Testifying before the U.K.’s Treasury Select Committee Hearing on the August Inflation Report, Carney expressed his opinion that the “extraordinary measures we took in advance helped allow the economy to adjust” in the wake of June 23 EU referendum.
Throughout the proceedings, Carney indicated that the “bounce back” in the economy, according to current data, would be “slightly stronger” than the BoE’s original forecast of 0.1% for the third and fourth quarter.
However, he also noted that the growth was “growth is running about half as much as it was before the referendum.”
“I certainly welcome the signs of stabilization in the economy,” Carney said.

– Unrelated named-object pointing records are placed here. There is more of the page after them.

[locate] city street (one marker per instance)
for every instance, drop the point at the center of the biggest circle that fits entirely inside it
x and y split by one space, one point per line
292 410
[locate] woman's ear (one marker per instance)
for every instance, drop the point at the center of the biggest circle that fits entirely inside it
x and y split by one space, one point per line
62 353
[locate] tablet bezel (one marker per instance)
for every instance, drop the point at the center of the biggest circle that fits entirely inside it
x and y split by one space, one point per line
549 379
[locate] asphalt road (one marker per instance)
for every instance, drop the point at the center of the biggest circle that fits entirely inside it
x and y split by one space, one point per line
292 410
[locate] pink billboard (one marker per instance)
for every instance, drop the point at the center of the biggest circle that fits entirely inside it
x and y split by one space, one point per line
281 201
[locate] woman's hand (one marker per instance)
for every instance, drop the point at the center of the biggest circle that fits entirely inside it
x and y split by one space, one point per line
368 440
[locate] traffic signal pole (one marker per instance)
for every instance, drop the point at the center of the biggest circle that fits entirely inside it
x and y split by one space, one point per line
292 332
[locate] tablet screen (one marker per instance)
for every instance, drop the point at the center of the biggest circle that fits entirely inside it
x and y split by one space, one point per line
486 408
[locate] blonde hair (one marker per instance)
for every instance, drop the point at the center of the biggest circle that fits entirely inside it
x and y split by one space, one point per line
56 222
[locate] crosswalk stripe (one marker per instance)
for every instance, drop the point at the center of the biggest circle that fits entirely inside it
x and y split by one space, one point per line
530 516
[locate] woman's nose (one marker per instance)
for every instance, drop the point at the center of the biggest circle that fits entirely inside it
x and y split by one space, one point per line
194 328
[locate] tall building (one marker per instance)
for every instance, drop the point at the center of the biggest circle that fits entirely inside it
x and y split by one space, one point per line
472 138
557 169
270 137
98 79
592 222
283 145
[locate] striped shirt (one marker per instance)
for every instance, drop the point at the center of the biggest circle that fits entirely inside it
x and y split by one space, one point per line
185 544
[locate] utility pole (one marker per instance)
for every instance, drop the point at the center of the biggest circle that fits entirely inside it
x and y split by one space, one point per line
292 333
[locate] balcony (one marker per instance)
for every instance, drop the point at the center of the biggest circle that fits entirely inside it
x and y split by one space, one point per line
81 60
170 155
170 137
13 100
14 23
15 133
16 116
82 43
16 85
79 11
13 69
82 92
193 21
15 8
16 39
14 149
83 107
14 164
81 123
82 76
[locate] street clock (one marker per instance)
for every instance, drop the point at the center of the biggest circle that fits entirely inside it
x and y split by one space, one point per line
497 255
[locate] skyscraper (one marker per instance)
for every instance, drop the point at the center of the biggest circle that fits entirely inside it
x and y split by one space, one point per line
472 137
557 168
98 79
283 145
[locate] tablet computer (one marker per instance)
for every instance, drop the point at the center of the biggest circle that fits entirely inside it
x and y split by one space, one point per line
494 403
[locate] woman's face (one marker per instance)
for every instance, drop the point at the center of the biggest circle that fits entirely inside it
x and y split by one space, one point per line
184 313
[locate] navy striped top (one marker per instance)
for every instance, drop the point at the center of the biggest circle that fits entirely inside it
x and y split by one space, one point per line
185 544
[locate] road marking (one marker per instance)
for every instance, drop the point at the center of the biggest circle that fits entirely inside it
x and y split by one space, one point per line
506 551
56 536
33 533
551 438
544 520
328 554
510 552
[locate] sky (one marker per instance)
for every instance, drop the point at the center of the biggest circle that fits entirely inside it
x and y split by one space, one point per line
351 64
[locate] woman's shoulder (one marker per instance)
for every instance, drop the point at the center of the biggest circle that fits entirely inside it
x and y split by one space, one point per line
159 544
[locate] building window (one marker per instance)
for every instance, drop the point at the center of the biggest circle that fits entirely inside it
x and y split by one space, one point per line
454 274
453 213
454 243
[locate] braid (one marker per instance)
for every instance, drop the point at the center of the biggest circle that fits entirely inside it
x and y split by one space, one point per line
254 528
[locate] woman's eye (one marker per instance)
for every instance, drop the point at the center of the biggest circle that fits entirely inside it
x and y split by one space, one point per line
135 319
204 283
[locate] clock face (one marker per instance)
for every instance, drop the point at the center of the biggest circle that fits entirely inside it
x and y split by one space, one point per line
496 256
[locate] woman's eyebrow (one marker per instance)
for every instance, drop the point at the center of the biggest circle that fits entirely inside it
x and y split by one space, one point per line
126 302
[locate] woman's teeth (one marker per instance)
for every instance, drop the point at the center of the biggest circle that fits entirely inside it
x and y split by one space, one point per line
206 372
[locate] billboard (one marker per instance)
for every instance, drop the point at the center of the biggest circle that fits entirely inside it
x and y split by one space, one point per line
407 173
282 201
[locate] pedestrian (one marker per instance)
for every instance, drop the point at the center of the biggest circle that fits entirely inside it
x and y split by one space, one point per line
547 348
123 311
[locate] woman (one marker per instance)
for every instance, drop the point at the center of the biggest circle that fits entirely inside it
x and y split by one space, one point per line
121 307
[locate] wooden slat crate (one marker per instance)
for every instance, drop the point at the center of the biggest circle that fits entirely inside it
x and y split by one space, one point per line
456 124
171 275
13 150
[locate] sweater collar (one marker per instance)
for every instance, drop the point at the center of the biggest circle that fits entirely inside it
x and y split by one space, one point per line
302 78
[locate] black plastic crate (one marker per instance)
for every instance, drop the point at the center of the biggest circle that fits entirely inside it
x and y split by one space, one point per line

The BoE governor also insisted that there was some recovery in investment from early declines and stated that, without the stimulus, unemployment would have been higher.
Carney noted that the “quite extraordinary measures” taken ahead of the vote in regard to arrangements with providing liquidity for banks helped to ensure that “what was a surprise to financial markets passed smoothly in terms of the functioning” of the system.
Despite Carney’s positive read to the economy, he reiterated that absolutely all of the easing measures implemented by the BoE have further room for expansion and that the central bank will be prepared to adjust policy as necessary.
At 10:58AM ET (14:58 GMT), GBP/USD traded at 1.3344 compared to 1.3370 before the start of the hearings.
EUR/GBP moved to 0.8422 from the previous 0.8408.
GBP/JPY traded at 135.76 compared to 135.66 earlier.
Of note, also affecting currency trade was the fact that during the hearings, data showed that number of job openings in the U.S. surged to an all-time high in July and that the British economy slowed in the three months to August, with a “significant chance” of recession next year, according to the National Institute of Economic and Social Research.